Portfolio Management and Risk Profile
Seven Hills maintains a diversified loan portfolio across property types and geographic regions. The portfolio consists of 23 loans with an average commitment of $28.9 million and a weighted average risk rating of 2.9 (on a scale of 1-5, with 1 being the lowest risk).
The following chart shows the company’s loan portfolio originations and diversity:
By property type, the portfolio is diversified with multifamily representing 33%, office 26%, industrial 26%, hotel 13%, and retail 2%. Geographically, the portfolio is spread across the South (41%), West (22%), Midwest (21%), and East (16%).
The company’s credit quality metrics remain stable, as illustrated in this breakdown:
The weighted average loan-to-value ratio stands at 68%, with 52% of the portfolio having LTVs of 70% or below. The risk rating distribution shows 78% of the portfolio rated 3 or better, with no loans currently impaired.
Interest Rate Sensitivity and Forward Outlook
Seven Hills provided an interest rate sensitivity analysis showing the potential impact of SOFR rate changes on its earnings:
A 100 basis point increase in rates would benefit the company by approximately $0.13 per share annually, while a 100 basis point decrease would negatively impact earnings by $0.07 per share.

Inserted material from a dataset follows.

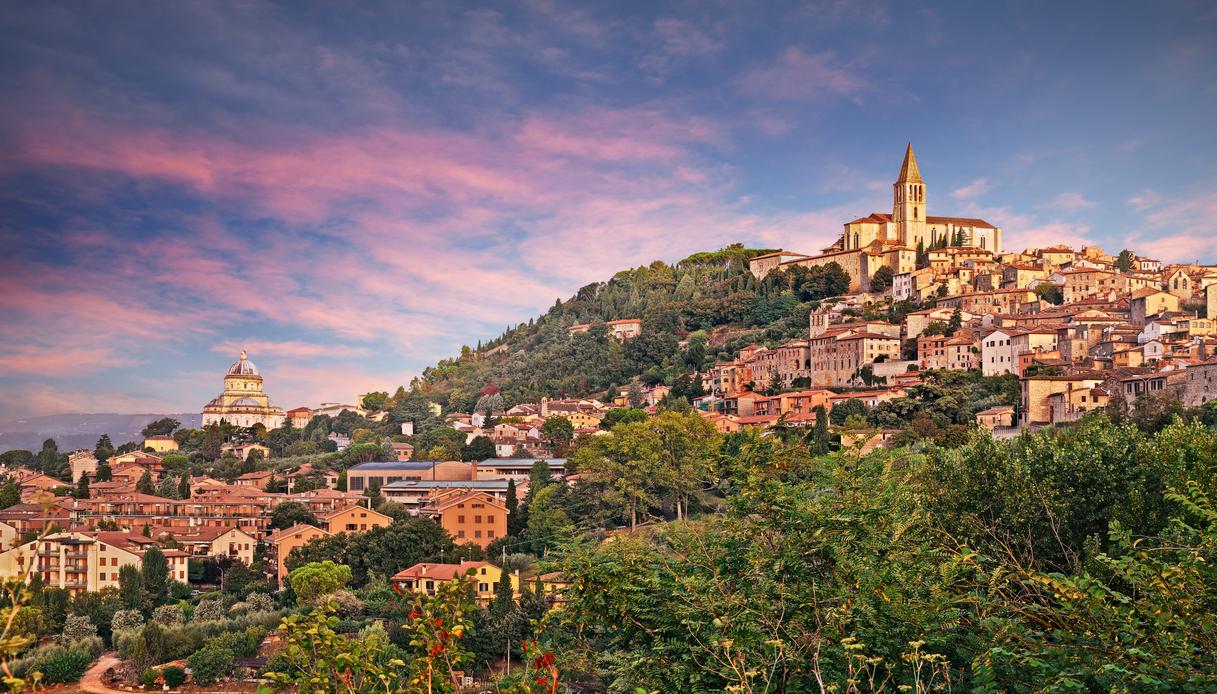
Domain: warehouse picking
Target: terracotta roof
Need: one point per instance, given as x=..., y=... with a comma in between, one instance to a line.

This sensitivity reflects the company’s floating rate loan portfolio and financing structure.
Looking ahead, Seven Hills appears positioned to navigate the current interest rate environment with its conservative leverage and significant liquidity. The company’s focus on maintaining a diversified portfolio across property types and geographic regions should help mitigate risks, though pressure on net interest income is likely to continue if interest rates decline further.
The reduction in quarterly distribution to $0.28 per share (from $0.35 in Q1) suggests management is taking a more conservative approach to capital allocation amid the challenging interest rate environment. Based on SEVN’s current stock price of $10.67, the new distribution represents an annualized yield of approximately 10.5%.
Seven Hills stock closed at $10.67 on July 28, 2025, down 0.47% for the day and trading near the lower end of its 52-week range of $10.18 to $14.66. The stock has faced pressure in recent months as investors assess the impact of changing interest rates on commercial real estate finance companies.